We had not been there long when Dolly called.
“I heard you were back in London,” he said. “It’s good to see you.” He looked at me searchingly. “How are you, my dear?”
“I’m all right, Dolly, thanks.”
“I heard about Robert. Tragedy, that stupid war. And you’ve brought his niece back with you.”
“His great-niece. She has lost her family … her father, grandmother and Robert. It is dreadful, Dolly.”
“I see that. And she likes to be with you. It is good for her that you are here.”
“And for me, too, Dolly.”
“Yes.”
“Do you hear anything of Lisa Fennell?” I asked.
“Oh, that girl. She had an accident. Turned out worse than we thought. She married … married Charlie’s son, as a matter of fact.”
“Yes. She wrote and told me.”
“Charlie hardly ever comes to London now. I haven’t seen him for ages.”
Marie-Christine came in and I introduced her.
“I knew your uncle well,” Dolly said. “You’ll have to come and see one of my shows.”

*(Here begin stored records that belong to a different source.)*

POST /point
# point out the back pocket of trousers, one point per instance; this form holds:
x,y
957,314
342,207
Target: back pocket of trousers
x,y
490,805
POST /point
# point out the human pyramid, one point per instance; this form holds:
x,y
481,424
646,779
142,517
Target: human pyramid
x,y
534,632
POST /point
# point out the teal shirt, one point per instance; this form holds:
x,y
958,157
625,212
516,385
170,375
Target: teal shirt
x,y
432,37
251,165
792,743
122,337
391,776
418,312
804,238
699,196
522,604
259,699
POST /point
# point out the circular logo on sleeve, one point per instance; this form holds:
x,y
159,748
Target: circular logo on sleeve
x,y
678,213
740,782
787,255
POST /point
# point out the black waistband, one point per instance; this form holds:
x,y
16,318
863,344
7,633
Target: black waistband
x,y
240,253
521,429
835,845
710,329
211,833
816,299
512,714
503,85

Marie-Christine looked pleased at the prospect.
“Lucky Lucy,” he went on. “It’s playing to packed houses … so far. Lottie Langdon’s good.”
“She’s Lucky Lucy, of course?” I said.
“Of course. You must come. I’ll see you get the best seats. I am glad you are back in London, Noelle.”
It was right to have come. Marie-Christine was recovering from the shock, and I think she was able to do that better here away from the scene of disaster. She was young and resilient, and had never been especially close to her family. I think I had begun to mean more to her than any of them, even before the tragedy.
She was maturing quickly. I supposed it was inevitable that such dramatic events would have that effect.
I was delighted to see how much she enjoyed Lucky Lucy. Dolly came round to see us in the interval, and afterwards took us backstage. Marie-Christine was introduced to Lottie Langdon in all her finery. Flushed and triumphant from the acclaim of a delighted audience, Lottie was very gracious to Marie-Christine, and affectionate towards me.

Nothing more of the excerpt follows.